Dan Newton

Posted on Aug 6, 2021 • Originally published at lankydan.dev on May 9, 2021

Intro to Kafka - Consumers

#kafka #kotlin

Consumers make up the Kafka client code that reads records from topics, working at the opposite end of the chain as producers and benefiting from the same client features such as connection pooling and network buffering. Thus, providing you with a concise API that still allows you to write highly effective applications.

The diagram below visualises the interaction between a consumer and broker, where the consumer receives records stored in a topic.

In the following sections of this post, we will take a closer look at how consumers work and the client code needed to leverage them in your applications.

The code written in this post is in Kotlin, but similar code should be applicable for any JVM language. Furthermore, clients in other languages will also look virtually the same.

Creating a consumer

The first step is creating a KafkaConsumer:

fun createConsumer(): Consumer<String, String> {
  val props = Properties()
  props["bootstrap.servers"] = "localhost:9092"
  props["group.id"] = "test"
  props["enable.auto.commit"] = "true"
  props["auto.commit.interval.ms"] = "1000"
  props["key.deserializer"] = "org.apache.kafka.common.serialization.StringDeserializer"
  props["value.deserializer"] = "org.apache.kafka.common.serialization.StringDeserializer"
  return KafkaConsumer(props)
}

When creating a KafkaConsumer, you must provide its configuration via a Properties object or a Map<String, Object>. In addition, KafkaConsumer’s constructor also accepts values for the key.deserializer and value.deserializer properties.

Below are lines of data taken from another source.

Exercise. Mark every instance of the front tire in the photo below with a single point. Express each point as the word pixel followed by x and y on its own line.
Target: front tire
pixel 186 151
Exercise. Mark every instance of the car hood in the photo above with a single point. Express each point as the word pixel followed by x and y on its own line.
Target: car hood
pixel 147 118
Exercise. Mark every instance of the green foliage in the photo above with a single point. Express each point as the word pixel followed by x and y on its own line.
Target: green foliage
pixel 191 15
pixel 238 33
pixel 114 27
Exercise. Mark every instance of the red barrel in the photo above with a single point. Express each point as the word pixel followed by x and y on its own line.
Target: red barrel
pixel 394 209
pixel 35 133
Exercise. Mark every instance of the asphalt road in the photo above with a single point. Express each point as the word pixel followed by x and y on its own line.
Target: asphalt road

You can find the available configuration options in Kafka’s documentation.

Now that you have an initialised consumer, you’ll need to subscribe to some topics to receive records.

Subscribing to topics

A consumer must subscribe to topics to retrieve the records stored in them. To be clear, a single consumer can subscribe to multiple topics at once. You do not have to make a separate consumer per topic.

A consumer subscribes to topics using its subscribe method (seems pretty obvious, I know…).

consumer.subscribe(listOf("string name of topic"))

Even though subscribe sounds straight forward, it does quite a lot of work behind the scenes, dynamically assigning a consumer the partitions it receives records from. The assignment of partitions becomes essential when you start writing more exciting applications that contain a more significant number of consumers.

Polling (retrieving) records

After a consumer subscribes to some topics, it needs to request records to pass them off to the rest of the application. This process is called polling and is done using the poll function.

When calling poll, you must pass in a timeout duration to allow your application to move along if no records are available for retrieval.

ConsumerRecords<K, V> poll(Duration timeout);

When no records are passed to a consumer within the timeout duration, it will progress with an empty collection of records.

The objects returned from poll are ConsumerRecords. These are similar but different from the ProducerRecords used to create records stored within a topic.

ConsumerRecords have several extra fields and a few that become required compared to ProducerRecords.

A ConsumerRecord contains the following fields:

Topic - The topic to the record was stored in.
Partition - The partition to the record was stored in.
Timestamp - The timestamp of the record.
Key (optional) - The key of the record.
Value (optional) - The value of the record.
Headers - Extra metadata to go alongside the record’s value.
Offset - The offset that the record holds within its partition.
Timestamp type - Indicates how the record’s timestamp value was generated.
Serialized key size - The size of the serialized, uncompressed key in bytes. If key is null, the returned size is -1.
Serialized value size - The size of the serialized, uncompressed value in bytes. If key is null, the returned size is -1.
Leader epoch - The current value of the leader epoch (this StackOverflow post seems to give some information on how this value is generated).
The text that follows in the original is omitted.